The Borough's responsibility for building control came with the Public Health Act of 1875, coinciding with the developing practice of producing more detailed plans for most building work. The first plan for a new housing estate was proposed in 1912 by the Co-partnership Glastonbury Tenants Ltd, formed by leading townspeople and inspired by Hampstead garden suburb, to provide rented cottages for working people. It was for 142 houses on 17 acres of land straddling the Beckery New Road and included tree lined squares and areas for allotments and recreation. All that was built were the two rows of six houses each, to the south of Mill Lane, and the Beckery New Road itself.
The first low density estate completed was on the New Town area. It was designed by Harold Alves in 1925 and built by the Borough on Butt Close between the High Street and Manor House Road, thus changing the view of South View Terrace which was built in 1888. The Borough was at the same time encouraging private house building with £75 subsidies (for houses costing no more than £625).
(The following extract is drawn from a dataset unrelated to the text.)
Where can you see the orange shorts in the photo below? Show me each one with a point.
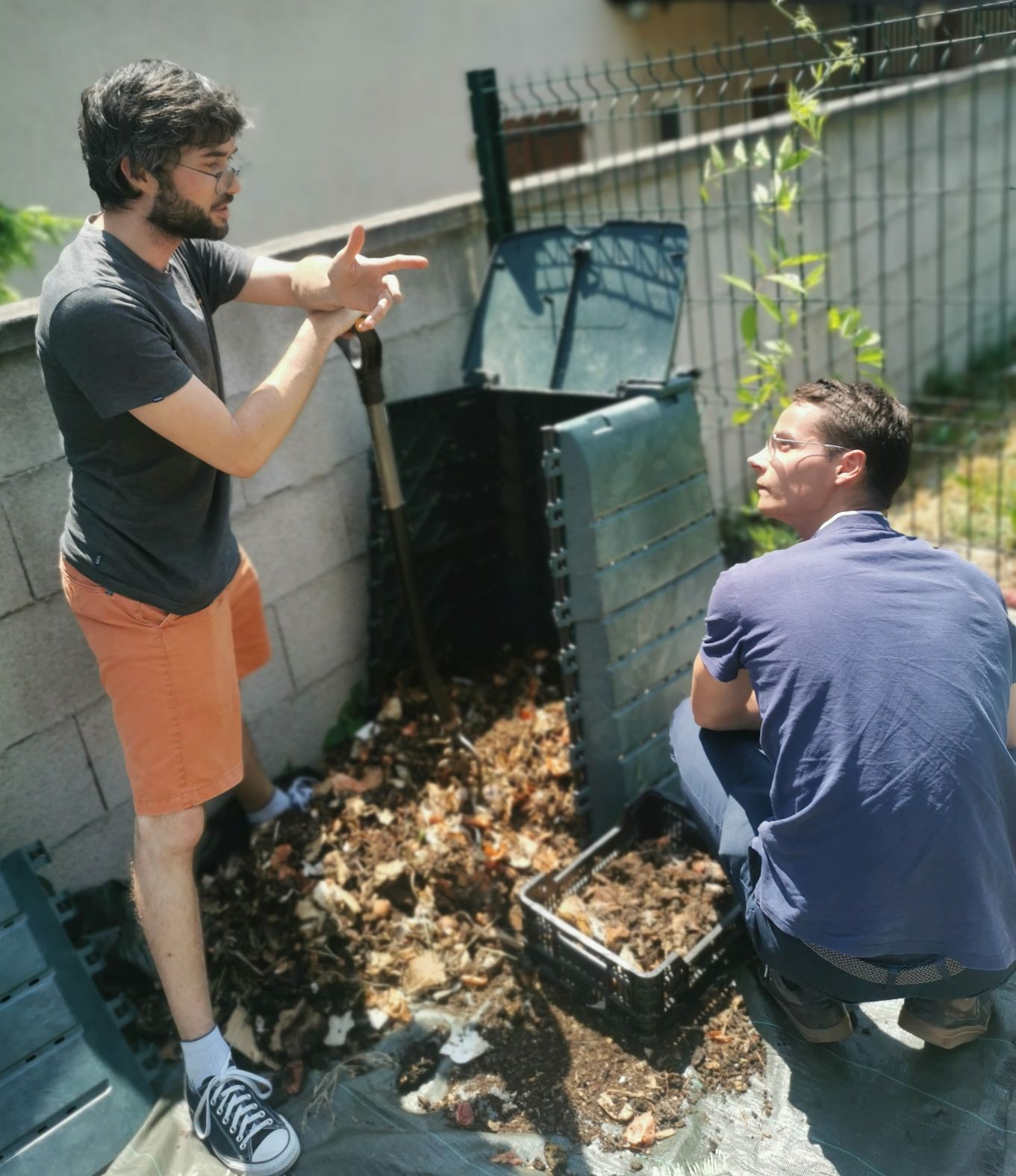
(174, 684)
Many of these houses were built in Hill Head and the Old Street Road, then renamed Roman Way.
This comparatively unrestricted development of the town was halted when the County Council, enforcing the Restriction of Ribbon Development Act of 1935, rejected proposals for the extension of houses along the Street Road into Wirral Park and for developments at Edgarley and along Wells Road.
In contrast, under the Town and Country Planning Act of 1932, the Wells and District Joint Town Planning Authority zoned land between Chalice Hill and the Tor as suitable for building (at no more than 8 houses to the acre). The need by the Borough for more house building led it also to consider this land on the hills below the Tor. The estate off Windmillfield Lane on Edmund Hill (re named Windmill Hill) then led to plans in 1943 for the widening of Ashwell, Basketfield, Bulwarks and Stonedown Lanes and the re routing of Lypyatt Lane to make way for 450 houses between the Tor and Paradise Lane.
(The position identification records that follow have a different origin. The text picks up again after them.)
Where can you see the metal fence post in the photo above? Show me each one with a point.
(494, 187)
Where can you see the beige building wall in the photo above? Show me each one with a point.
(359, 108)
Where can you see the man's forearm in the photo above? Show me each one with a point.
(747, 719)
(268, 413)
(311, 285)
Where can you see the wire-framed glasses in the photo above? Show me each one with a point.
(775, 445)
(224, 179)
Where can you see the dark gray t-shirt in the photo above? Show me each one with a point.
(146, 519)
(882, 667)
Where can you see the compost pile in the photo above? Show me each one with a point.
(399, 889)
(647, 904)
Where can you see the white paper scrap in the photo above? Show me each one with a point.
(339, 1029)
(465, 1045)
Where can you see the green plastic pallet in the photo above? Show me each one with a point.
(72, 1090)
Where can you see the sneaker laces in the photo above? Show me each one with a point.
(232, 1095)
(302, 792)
Fortunately, decisions on such environmentally sensitive proposals were now to be taken by the County Council and the 1947 Town and Country Planning Act enabled them also to stop the scattered development between Chalice Hill and the Tor. A less sensitive area for new estates was identified below the cemetry on the Wells Road and most of the land between the railway and the foot of the hill from the New Town as far as Edmund Hill Pottery has been used since the 1939 war. A negative aspect was the encouragement given by the County Council for the development of houses in the top of Bushy Coombe. However they were designed by local architect 'Jackson' Hepworth (who had just assisted in the design of parts of the Festival of Britain and the festival Hall) and are good examples of the then current 'modernist' style.
The shortage of suitable green field sites can be seen by the need to build in such unsuitable places as Leg of Mutton Road, incidentally ruining the views of the town from the west; the extension of the Windmill Hill estate to the point where it intrudes upon the skyline of the view of Glastonbury from the north; Bushy Coombe Gardens, adding to the desecration of what was one of the area’s beauty spots.
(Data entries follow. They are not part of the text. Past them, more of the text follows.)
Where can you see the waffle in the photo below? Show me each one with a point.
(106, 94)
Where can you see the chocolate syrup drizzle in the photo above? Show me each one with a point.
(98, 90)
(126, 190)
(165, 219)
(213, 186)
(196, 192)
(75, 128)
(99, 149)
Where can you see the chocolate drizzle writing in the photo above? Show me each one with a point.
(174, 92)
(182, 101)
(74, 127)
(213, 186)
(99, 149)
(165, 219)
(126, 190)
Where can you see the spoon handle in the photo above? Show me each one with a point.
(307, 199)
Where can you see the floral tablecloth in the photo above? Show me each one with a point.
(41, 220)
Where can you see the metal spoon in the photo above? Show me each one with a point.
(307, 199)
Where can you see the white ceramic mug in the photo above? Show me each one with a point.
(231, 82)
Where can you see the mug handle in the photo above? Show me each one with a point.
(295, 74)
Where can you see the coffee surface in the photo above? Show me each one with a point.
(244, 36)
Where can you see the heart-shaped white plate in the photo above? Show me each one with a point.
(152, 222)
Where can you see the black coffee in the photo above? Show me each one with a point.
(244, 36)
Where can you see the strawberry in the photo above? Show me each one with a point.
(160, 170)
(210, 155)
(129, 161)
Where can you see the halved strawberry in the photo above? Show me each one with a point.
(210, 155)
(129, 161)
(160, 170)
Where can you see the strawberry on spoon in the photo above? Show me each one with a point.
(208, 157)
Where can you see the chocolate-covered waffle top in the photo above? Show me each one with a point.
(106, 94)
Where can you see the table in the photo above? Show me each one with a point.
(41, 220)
Despite the warnings of concerned onlookers with a national perspective, including Nikolaus Pevsner and John Betjeman, the unique views of the town's major assets have increasingly come under pressure. The planners’ criteria always apparently lag behind educated public opinion. How otherwise can we understand the development of St Dunstan’s car park in front of the facade of St Joseph’s Chapel on land actually owned by the Local Authority. Or the encouragement and approval of the Actis Estate development and the earlier proposals for it’s extension along the lower slopes of the Tor to Edgarley, thus spoiling for ever the view of Glastonbury from the south made famous by Hollar since the middle of the seventeenth century.
The debate about the relationship between anti social behaviour and the design and layout of public housing is now being reflected in recent Glastonbury houses. A survey in the 1970s of some of its residents whose traditional homes were threatened demonstrated a vociferous preference by the majority, particularly by lonely single or widowed people, for terrace houses with small manageable gardens and doors opening straight onto busy pavements. We believe that some of the lessons of desirable housing densities and the relationships between neighbouring homes and anonymous open spaces have been learnt from our own town and reapplied here for the benefit of future generations.
The legislation concerning the designation of Ancient Monuments, Listed Buildings, Conservation Areas and Tree Preservation Areas has resulted in consideration being given by a wider range of arbiters to proposals to destroy or alter the character of our town. Even so, the short term views of some owners and developers have so often prevailed that what remains needs even more careful enhancement or the uniqueness of Glastonbury, that attracts its visitors and is its most valuable commercial asset, will have gone even before it has been properly appreciated.
It may be that a more careful and detached strategic view of the development of the area would recognise the fragility of Glastonbury's key assets and would more effectively redirect large scale housing and incompatible industrial developments to neighbouring towns. This would probably result in more jobs being created in total as Glastonbury realised its potential as a good place for many to visit and to be in.
THIS IS GLASTONBURY NOW.
WHAT WILL IT BE WHEN YOU PASS IT ON TO YOUR SUCCESSORS?